5. Submit jobs directly to Flux via ssh¶
You can also submit jobs interacting with Flux via ssh-ing to the pod! This is considered advanced, and is good for debugging. As you did before, get your pod listing:
$ kubectl -n flux-operator pods
And then shell in
$ kubectl exec --stdin --tty -n flux-operator ${brokerPod} -- /bin/bash
Note that if you have more than one container, you’ll need to include it’s name with -c <container>
.
Also note that if you need to load any custom environments (e.g., something you’d define in the preCommand for a container)

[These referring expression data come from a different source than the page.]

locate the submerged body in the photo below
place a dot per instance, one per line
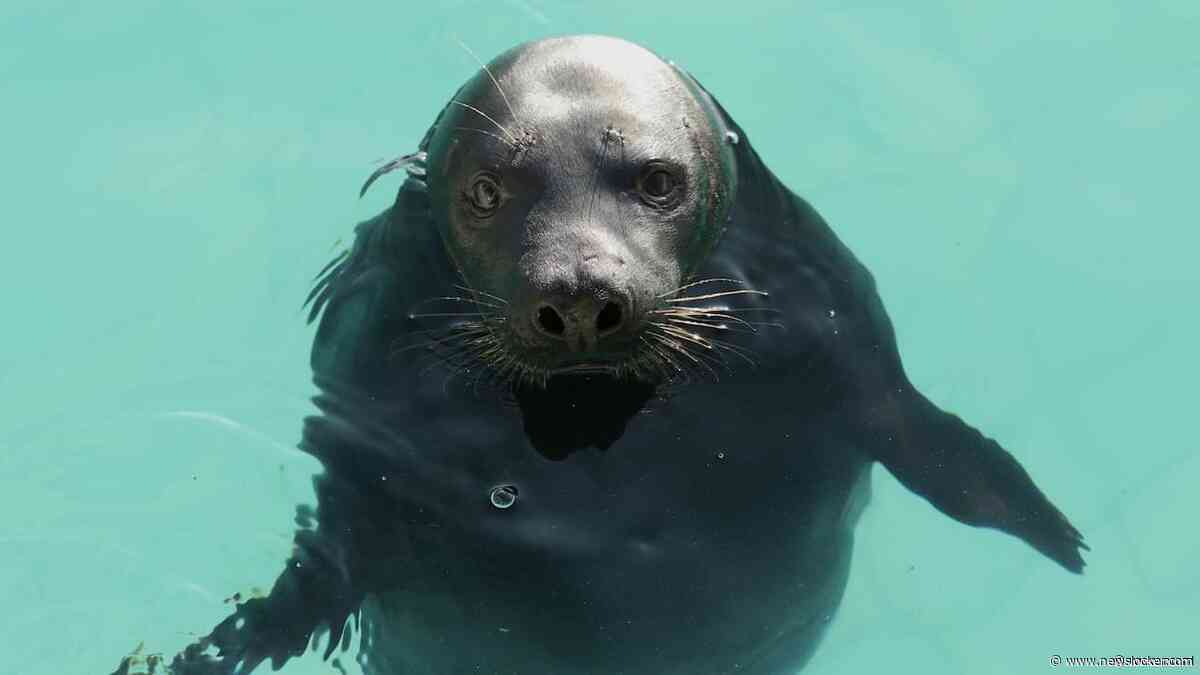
(600, 395)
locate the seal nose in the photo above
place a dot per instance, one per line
(581, 323)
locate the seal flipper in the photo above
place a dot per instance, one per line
(966, 475)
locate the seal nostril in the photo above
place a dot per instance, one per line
(550, 322)
(609, 318)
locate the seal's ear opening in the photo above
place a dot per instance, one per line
(720, 174)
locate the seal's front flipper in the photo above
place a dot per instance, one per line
(277, 627)
(966, 475)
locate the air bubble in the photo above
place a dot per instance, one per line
(504, 496)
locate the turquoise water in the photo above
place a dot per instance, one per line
(1020, 179)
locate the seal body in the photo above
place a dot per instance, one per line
(600, 395)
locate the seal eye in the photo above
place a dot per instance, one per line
(658, 185)
(484, 195)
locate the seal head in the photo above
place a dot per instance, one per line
(575, 184)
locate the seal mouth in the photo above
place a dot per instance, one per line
(685, 336)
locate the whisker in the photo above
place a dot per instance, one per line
(489, 71)
(469, 290)
(497, 136)
(487, 117)
(449, 315)
(702, 281)
(456, 299)
(721, 294)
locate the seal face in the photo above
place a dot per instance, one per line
(581, 197)
(702, 375)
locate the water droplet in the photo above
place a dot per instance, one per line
(504, 496)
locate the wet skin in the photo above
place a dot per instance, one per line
(576, 475)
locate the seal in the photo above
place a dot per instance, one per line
(599, 394)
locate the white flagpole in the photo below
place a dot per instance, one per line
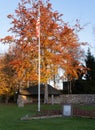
(39, 59)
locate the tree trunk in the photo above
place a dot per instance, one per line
(6, 99)
(46, 94)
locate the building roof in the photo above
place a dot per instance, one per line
(33, 90)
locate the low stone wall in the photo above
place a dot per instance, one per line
(76, 99)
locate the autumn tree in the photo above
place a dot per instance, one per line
(59, 43)
(6, 77)
(90, 64)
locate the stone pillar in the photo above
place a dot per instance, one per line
(20, 101)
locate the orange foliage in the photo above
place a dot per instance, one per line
(59, 43)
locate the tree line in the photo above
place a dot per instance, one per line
(59, 48)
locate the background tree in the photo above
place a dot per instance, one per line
(59, 44)
(7, 88)
(90, 64)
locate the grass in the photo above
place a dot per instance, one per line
(10, 119)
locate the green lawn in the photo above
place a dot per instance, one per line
(10, 120)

you’ll likely need to do that when you shell in.
5. Submit batch jobs¶
If you are submitting many jobs, you are better off providing them to flux at once as a batch submission. This way, we won’t stress any Kubernetes APIs to submit multiple. To do this, you can define a command as before, but then set batch to true. Here is the “containers” section of a MiniCluster crd:
containers:
- image: ghcr.io/flux-framework/flux-restful-api:latest
# Indicate this should be a batch job
batch: true
# This command, as a batch command, will be written to a script and given to flux batch
command: |
echo hello world 1
echo hello world 2
echo hello world 3
echo hello world 4
echo hello world 5
echo hello world 6
By default, output will be written to “/tmp/fluxout” for each of .out and .err files, and the jobs are numbered by the order you provide above.
> /tmp/fluxout
job-0.err job-1.out job-3.err job-4.out job-6.err job-7.out job-9.err
job-0.out job-2.err job-3.out job-5.err job-6.out job-8.err job-9.out
job-1.err job-2.out job-4.err job-5.out job-7.err job-8.out
To change this path:
containers:
- image: ghcr.io/flux-framework/flux-restful-api:latest
# Indicate this should be a batch job
batch: true
logs: /tmp/another-out
# This command, as a batch command, will be written to a script and given to flux batch
command: |
echo hello world 1
echo hello world 2
echo hello world 3
echo hello world 4
echo hello world 5
echo hello world 6
Note that the output is recommended to be a shared volume so all pods can write to it. If you can’t use the filesystem for saving output, it’s recommended to have some other service used in your jobs to send output.